The reluctant traveler

It's 12:45 a.m. I'm sitting in the cramped, stuffy "spare" room at my parents' house, typing on my dad's antiquated PC. Stephen is asleep on his air mattress in their living room. I can't sleep. David will read this, note the time, and tell me: "I can't believe you didn't fall asleep!"

Stephen and I drove here at 11:30, after he became more and more restless and wired and refused to go to sleep at home. He had his meds as usual. Eventually I even gave him an extra 1/2 dose, which I'm allowed to do when he's extra stubborn (and it's been months since I had to do that). He wouldn't lie down. He kept wanting lights off, then on. He began acting like it was morning and he'd just woken up. Unbelievable.

I have no idea what happened. I am at a total loss, and that is my least favorite state of being.

He got sleepy on the ride here, but woke up as soon as I had to get him out of the car. He launched right back into his whiny, agitated state. My mom and I sat in the den and looked at the walls. At one point she said she could tell that I was not doing very well. I agreed. Finally I told her to go to bed. I closed off part of the house so at least Stephen wouldn't disturb my parents. I lay down with him and tried to hug him tight to see if that would help. It didn't.

So, I left the room, called home to let David know we were okay (well, safe anyway) and just waited. After about 5 minutes, I heard nothing, and peeked to see that he had finally collapsed.

This kind of thing used to happen all the time. Thankfully this is an isolated incident. It better be. I just can't go here, like this - not anymore.

The worst part of this whole evening is that Stephen had been fine earlier. I was feeling calm(ish) and looking forward to a good night's sleep. This came out of nowhere. What if it happens again? I know I shouldn't think that way, but I do.

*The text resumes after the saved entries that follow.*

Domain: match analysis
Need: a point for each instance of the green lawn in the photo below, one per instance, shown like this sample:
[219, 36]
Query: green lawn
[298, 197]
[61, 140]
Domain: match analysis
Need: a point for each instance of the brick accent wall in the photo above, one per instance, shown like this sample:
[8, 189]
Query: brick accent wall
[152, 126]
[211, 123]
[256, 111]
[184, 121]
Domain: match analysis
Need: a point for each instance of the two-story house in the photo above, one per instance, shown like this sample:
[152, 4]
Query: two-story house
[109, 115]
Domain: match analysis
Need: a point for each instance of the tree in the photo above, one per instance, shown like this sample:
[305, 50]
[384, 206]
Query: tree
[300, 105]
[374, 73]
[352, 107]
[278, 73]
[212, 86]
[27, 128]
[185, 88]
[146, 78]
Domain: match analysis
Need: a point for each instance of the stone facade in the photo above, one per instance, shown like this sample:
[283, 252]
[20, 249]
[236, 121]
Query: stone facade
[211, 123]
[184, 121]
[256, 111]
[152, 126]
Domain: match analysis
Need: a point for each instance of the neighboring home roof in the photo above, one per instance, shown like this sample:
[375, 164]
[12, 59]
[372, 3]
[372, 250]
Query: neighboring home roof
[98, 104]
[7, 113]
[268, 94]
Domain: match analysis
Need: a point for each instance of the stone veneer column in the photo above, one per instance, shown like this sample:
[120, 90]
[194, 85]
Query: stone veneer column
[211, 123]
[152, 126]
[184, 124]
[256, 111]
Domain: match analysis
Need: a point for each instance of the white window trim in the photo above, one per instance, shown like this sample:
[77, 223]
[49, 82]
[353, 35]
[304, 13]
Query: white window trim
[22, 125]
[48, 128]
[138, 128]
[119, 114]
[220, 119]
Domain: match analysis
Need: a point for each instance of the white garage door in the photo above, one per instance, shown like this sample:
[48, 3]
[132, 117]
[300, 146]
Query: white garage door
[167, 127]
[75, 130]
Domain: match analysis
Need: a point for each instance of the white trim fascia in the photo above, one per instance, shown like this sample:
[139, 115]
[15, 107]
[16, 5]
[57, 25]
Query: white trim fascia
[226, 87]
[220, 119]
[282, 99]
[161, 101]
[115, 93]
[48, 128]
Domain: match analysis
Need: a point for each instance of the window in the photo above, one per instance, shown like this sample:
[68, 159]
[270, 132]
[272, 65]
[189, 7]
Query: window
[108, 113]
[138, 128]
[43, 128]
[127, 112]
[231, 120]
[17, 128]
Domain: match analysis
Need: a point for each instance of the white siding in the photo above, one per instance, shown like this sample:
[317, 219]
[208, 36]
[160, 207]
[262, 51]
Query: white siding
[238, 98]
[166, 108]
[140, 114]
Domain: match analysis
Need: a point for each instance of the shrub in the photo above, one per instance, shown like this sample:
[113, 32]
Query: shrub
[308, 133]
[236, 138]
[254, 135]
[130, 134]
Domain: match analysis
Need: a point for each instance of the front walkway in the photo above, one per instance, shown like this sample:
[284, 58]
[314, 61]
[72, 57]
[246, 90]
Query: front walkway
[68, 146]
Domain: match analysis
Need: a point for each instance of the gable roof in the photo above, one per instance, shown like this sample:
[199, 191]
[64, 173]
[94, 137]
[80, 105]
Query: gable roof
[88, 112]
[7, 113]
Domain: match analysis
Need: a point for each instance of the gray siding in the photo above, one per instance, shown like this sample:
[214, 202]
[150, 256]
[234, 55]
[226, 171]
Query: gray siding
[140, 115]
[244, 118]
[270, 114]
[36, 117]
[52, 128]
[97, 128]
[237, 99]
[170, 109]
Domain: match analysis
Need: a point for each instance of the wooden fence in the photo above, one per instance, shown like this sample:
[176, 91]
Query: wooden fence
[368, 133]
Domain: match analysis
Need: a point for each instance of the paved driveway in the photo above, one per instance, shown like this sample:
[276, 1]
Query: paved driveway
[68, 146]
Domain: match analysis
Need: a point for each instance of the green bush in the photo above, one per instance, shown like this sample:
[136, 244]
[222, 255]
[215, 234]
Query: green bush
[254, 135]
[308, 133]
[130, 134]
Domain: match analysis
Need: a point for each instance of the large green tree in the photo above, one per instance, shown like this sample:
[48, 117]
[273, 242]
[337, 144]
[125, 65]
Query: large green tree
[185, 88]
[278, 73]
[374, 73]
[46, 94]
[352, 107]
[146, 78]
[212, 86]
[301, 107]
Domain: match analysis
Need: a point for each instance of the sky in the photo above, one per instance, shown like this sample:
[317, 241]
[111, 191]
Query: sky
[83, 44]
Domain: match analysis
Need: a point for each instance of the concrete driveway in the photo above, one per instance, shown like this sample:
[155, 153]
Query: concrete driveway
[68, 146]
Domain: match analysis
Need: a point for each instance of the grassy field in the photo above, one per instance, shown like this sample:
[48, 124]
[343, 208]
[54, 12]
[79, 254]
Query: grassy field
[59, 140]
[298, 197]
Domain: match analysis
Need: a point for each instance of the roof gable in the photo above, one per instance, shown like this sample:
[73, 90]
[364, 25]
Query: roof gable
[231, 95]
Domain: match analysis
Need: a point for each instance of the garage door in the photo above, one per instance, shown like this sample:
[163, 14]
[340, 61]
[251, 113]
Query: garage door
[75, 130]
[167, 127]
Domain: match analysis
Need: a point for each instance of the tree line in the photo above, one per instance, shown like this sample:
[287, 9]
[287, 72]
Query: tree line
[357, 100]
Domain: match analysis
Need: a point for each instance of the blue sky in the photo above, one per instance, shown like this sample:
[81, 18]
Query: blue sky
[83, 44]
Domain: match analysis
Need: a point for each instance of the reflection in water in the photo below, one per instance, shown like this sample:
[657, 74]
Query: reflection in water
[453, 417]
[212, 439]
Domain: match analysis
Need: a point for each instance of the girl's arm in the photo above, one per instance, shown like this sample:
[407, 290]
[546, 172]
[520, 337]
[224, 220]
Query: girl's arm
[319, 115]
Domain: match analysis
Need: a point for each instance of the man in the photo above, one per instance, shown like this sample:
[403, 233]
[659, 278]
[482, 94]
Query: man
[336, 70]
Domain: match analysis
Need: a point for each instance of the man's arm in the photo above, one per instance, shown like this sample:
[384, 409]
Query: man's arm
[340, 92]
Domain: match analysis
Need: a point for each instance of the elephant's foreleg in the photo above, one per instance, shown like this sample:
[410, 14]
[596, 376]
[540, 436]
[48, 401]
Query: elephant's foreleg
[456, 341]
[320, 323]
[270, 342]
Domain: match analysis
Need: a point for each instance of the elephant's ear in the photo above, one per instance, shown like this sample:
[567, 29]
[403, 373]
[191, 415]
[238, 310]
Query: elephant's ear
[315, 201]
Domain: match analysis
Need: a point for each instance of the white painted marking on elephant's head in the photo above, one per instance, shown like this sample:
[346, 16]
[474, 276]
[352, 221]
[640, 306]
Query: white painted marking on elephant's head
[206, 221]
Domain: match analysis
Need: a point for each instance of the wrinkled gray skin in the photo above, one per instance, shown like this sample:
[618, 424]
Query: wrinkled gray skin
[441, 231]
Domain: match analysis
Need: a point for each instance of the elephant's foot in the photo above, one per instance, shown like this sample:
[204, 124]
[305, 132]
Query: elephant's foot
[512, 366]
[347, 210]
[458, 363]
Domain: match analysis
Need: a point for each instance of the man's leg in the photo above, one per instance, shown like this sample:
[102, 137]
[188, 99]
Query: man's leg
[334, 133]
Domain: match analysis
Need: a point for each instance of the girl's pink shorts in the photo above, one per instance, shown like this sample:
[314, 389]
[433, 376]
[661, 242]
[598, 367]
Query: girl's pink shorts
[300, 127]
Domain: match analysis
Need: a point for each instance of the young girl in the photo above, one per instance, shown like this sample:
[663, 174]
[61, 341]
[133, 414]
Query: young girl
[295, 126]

The other disturbing thing is that I sit here dry-eyed. I can't even lessen the pain I feel by crying. Or sleeping.

1 comment:

Anonymous said...

Sometimes if you take a hot bath or read a good book or take a couple of Advil PM or drink a glass or three of red wine it helps to sleep. But, I find that sometimes all of the above at the same will help you either pass out, get angry or cry....LOL

Really, my heart is heavy...we are looking for answers hourly now because my son is 20 soon to be 21. There is no help....we have to create our own answers with limited resources.